Почему же соискатель, который добивается руки Порции именно ради богатства, указывает на грошовый ларец? Очевидно, он читал волшебные сказки. Любой, кто знаком с этим жанром, понимает, что следует выбирать. Один из самых распространенных сюжетов — в фольклоре и мифологии любых народов — испытание героя, которое часто предполагает выбор из трех вариантов (пойти направо, прямо или налево; вручить яблоко самой красивой из трех богинь; загадать три желания и т. д.). В статье о символике «Венецианского купца» Зигмунд Фрейд отмечал, что Шекспир «перевернул» гендерные роли своего источника — популярного средневекового сборника легенд «Римские деяния» (Gesta Romanorum), где женщина выбирала между ларцами из золота, серебра и свинца, чтобы выйти замуж за сына императора. Фрейд полагал, что три ларчика символизируют три разных женских образа и что подобная троица отсылает нас к античным богиням судьбы — мойрам или паркам. Бассанио выбирает свой удел, буквально заглядывая в глаза смерти. Вид свинцового ларчика навевает венецианскому плейбою мрачные картины бренности и тления:

Так, эти золотые кудри-змейки,

Что шаловливо с ветерком играют

Над мнимою красавицей, нередко

Принадлежат совсем другой головке,

И череп, что их вырастил, — в могиле.

(III, 2)

Таким образом, испытание выбором приобретает легко узна­ваемую форму, и если прежде Бассанио уподоблял себя мифическому Ясону в поисках золотого руна, то теперь он, несомненно, видит себя героем волшебной сказки.

И конечно же, он просто обязан выбрать свинец, ведь нам уже показали содержимое других ларцов.
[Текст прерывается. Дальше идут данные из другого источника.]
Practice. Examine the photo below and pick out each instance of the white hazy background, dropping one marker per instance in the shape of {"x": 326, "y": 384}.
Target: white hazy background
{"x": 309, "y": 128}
Математическая вероятность всякий раз одинакова: если марокканец указал на золото, это еще не значит, что Бассанио не повторит его выбор. Но по законам жанра три соискателя непременно должны выбрать разные ларцы. Мы уже знаем, что скрывают золото и серебро; теперь нам, как и Бассанио, пора заглянуть под свинцовую крышку.
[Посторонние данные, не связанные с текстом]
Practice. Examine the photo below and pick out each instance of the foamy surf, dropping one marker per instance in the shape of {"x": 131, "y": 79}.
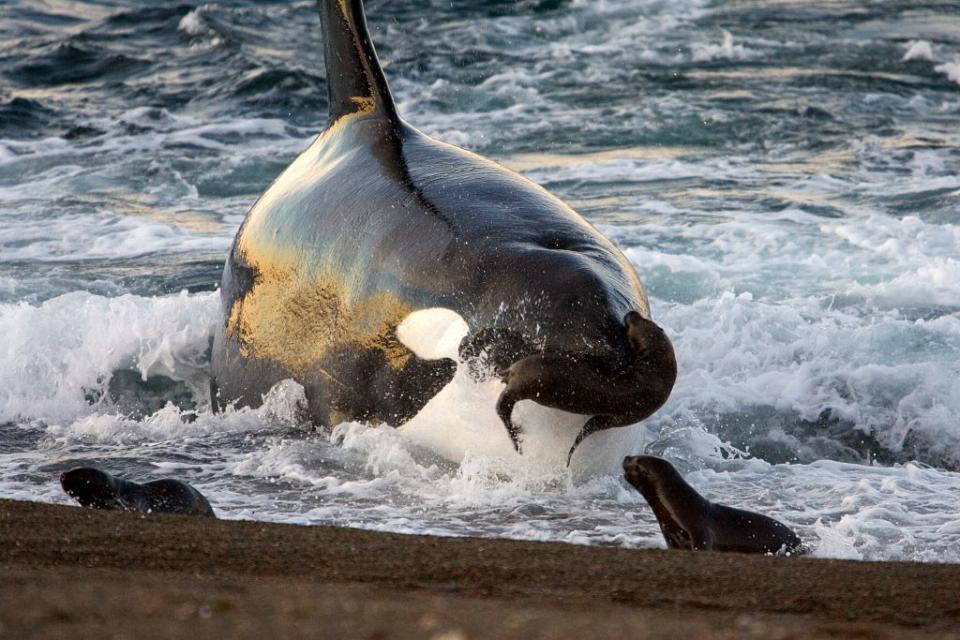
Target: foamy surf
{"x": 787, "y": 190}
Разумеется, мы не хуже Бассанио знаем законы: в третий раз повезет. Но, может быть, ему не помешает и поддержка самой невесты. Лотерея изначально представлена как патриархальная отцовская попытка определить судьбу дочери. Первому жениху — принцу Марокканскому — Порция объясняет: «Я в выборе руковожусь не только / Взыскательным советом глаз девичьих; / Притом моя судьба, как лотерея, / Мне запрещает добровольный выбор» (II, 1). Завещание покойного отца превратило Порцию в сказочную принцессу, к которой женихи-рыцари приходят за испытанием. Однако то же самое условие позволяет ей отделаться от неугодных поклонников и отдать руку тому, кто ей, как мы уже знаем, милей всех остальных. (Красноречивый контраст: сцены с ларчиками и женихами перемежаются картинами бегства Джессики — непокорной дочери, которая нарушает волю отца, Шейлока. И здесь краденое приданое обретает вид ларца, падающего из окна прямо в руки ее никчемного возлюбленного.) Когда Нерисса напоминает Порции, как еще при жизни ее отца их навещал один венецианец, «ученый и воин», та сразу же отвечает: «О, да. Это был Бассанио». И тороп­ливо добавляет, чтобы скрыть излишний пыл: «Кажется, его так звали?» (I, 2)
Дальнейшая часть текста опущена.